Николай Чаусов - Сибиряки
— Евгений Палыч! Вот здорово!..
Миша Косов. Увидал, свалил прямо так, на пол, какие-то брусья и, на ходу вытирая о себя руки, подбежал к Житову. До хруста, до боли сжал ему слабые кисти, долго тряс их, радостно всматриваясь в еще больше почерневшие на бескровном лице глаза. Из смотровой ямы на крик Косова выглянула голова в шлеме; шел мимо, повернул к Житову радиаторщик; выбрался из-под машины монтажник; появились, подошли еще трое. Житова окружили, разглядывали, засыпали вопросами, рассказами о ледянке. Пришел завгар и тоже долго тряс Житову руки. Словно невзначай, выглянула из своей раздаточной Нюська, взмахнула ресницами, крутнула косой и скрылась — не захотела показать своей радости людям. Пришел, познакомился с Житовым и новый начальник пункта.
— Отдохните денька три, товарищ Житов, а там можно и за дело. Да и дел-то у нас сейчас не густо.

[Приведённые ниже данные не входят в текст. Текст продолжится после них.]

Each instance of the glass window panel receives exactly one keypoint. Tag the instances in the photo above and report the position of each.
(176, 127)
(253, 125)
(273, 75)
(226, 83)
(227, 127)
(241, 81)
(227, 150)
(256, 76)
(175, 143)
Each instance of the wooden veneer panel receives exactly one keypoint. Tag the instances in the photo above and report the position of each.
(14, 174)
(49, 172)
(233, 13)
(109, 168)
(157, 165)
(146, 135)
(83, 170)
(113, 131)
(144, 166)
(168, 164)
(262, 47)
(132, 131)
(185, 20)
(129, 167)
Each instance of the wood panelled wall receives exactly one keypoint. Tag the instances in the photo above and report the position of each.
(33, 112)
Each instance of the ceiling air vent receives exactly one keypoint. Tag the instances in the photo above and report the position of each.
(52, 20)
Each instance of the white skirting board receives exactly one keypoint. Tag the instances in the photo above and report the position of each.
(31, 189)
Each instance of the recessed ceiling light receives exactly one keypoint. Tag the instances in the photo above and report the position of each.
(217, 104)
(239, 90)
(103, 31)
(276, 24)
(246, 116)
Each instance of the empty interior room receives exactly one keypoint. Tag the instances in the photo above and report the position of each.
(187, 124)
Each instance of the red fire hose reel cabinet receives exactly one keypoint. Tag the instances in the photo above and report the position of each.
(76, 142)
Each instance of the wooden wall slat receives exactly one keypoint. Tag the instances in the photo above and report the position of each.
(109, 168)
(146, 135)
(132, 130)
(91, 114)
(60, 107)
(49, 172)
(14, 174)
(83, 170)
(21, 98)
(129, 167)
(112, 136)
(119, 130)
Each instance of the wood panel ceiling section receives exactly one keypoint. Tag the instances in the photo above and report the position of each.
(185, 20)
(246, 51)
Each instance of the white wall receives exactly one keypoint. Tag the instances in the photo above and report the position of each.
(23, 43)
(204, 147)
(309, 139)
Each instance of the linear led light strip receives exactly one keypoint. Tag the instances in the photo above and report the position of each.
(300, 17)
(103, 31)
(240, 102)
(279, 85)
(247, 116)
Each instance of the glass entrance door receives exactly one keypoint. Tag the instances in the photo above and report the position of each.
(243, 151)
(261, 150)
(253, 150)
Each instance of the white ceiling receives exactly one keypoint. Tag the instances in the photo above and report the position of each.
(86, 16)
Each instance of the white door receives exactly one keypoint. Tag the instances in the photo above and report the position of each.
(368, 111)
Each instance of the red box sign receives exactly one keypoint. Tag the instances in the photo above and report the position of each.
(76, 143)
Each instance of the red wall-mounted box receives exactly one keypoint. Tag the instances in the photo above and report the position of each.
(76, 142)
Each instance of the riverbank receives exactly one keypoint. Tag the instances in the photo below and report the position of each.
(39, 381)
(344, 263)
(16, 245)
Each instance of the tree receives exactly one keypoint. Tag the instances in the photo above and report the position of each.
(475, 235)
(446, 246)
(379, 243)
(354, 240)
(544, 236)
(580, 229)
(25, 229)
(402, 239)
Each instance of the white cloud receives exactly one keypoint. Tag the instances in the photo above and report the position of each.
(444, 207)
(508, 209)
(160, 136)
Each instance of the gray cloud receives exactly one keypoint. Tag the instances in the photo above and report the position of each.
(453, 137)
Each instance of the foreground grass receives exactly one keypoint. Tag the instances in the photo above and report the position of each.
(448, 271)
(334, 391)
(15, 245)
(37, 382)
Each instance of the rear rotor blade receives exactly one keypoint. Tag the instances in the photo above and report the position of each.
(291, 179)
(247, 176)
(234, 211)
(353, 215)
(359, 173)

— Да я уже, собственно, вышел.
— Молодежь! — одобрительно молвил начальник пункта и, оставив компанию, удалился.
— Толковый мужик, — бросил вслед ему Косов. — А секретарем партбюро у нас теперь Рублев Николай Степанович. Хотели его начальником пункта назначить — не согласился. А секретарем партбюро, как не отказывался, избрали. Сам Наум Бардымович за него стоял очень… Ох, и даст он нам теперь жизни!
— Танхаев? — не понял Житов.
— Рублев. Он, еще когда избирали его, сказал: «Ладно, обижаться только не стал бы кто. Я справедливость люблю…»
В кузовном Житов застал Рублевых: Николая Степановича и его отца, старого плотника автопункта. Увидев Житова, оба оставили топоры, выпрямились над бревном, которое они освобождали от сучьев.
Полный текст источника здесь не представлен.